A ja pamiętam jak jakiś czas temu "uratowałem" dwóch gości z Zawiercia. Uratowanie polegało na tym, że zielone te typki wpadły w Tatry w pierwszej dekadzie września (tradycyjny śnieg już przy Murowańcu) z bohaterskim planem zakoszenia czego się da (na mapie z Murowańca na Rysy są dwa kroki). Na szczęście przyczepili się do mnie i już pierwszego popołudnia w trudzie i z narażeniem życia poprowadziłem ich na Małego Kościelca, gdzie przeżyli orgazm na wieść, że wyższej góry nie ma w całej Polsce (toć to blisko 150 m wyżej niż Babia Góra!). Drugi wstrząs przeżyli w zejściu, które było najtrudniejszym doznaniem w ich życiu. Kolejnego dnia byliśmy na Zawracie i Świnicy, zaś wieczorem z ulgą odprowadziłem ich do krawędzi dolinki, gdzie podążyli ku Kuźnicom ;-))) Co działo się z nimi dalej - nie wiem ;-)
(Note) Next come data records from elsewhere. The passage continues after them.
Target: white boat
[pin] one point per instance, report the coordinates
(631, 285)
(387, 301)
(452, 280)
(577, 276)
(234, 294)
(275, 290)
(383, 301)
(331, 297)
Z zainteresowaniem przeczytałem dyskusję wywołaną niechcący przez Madame. Przypomniały mi się nie tak dawne czasy przedakcesyjne, kiedy z Czech wracałem przez Śnieżkę z obciążonym do granic wytrzymałości pasków plecakiem (zgadnijcie sami czym obciążonym, hehe) i szok kulturowy oraz wstrząs dla bębenków nieodmiennie dopadający mnie w chwili dotarcia do czerwonego szlaku... Raczej wątpię, by od tamtej pory cokolwiek zmieniło się na lepsze i Wasze obserwacje to potwierdzają. Mam tylko jedną uwagę do Małgosi - chyba przeceniasz rolę opiekuna, a przynajmniej jego możliwości oddziaływania na grupę...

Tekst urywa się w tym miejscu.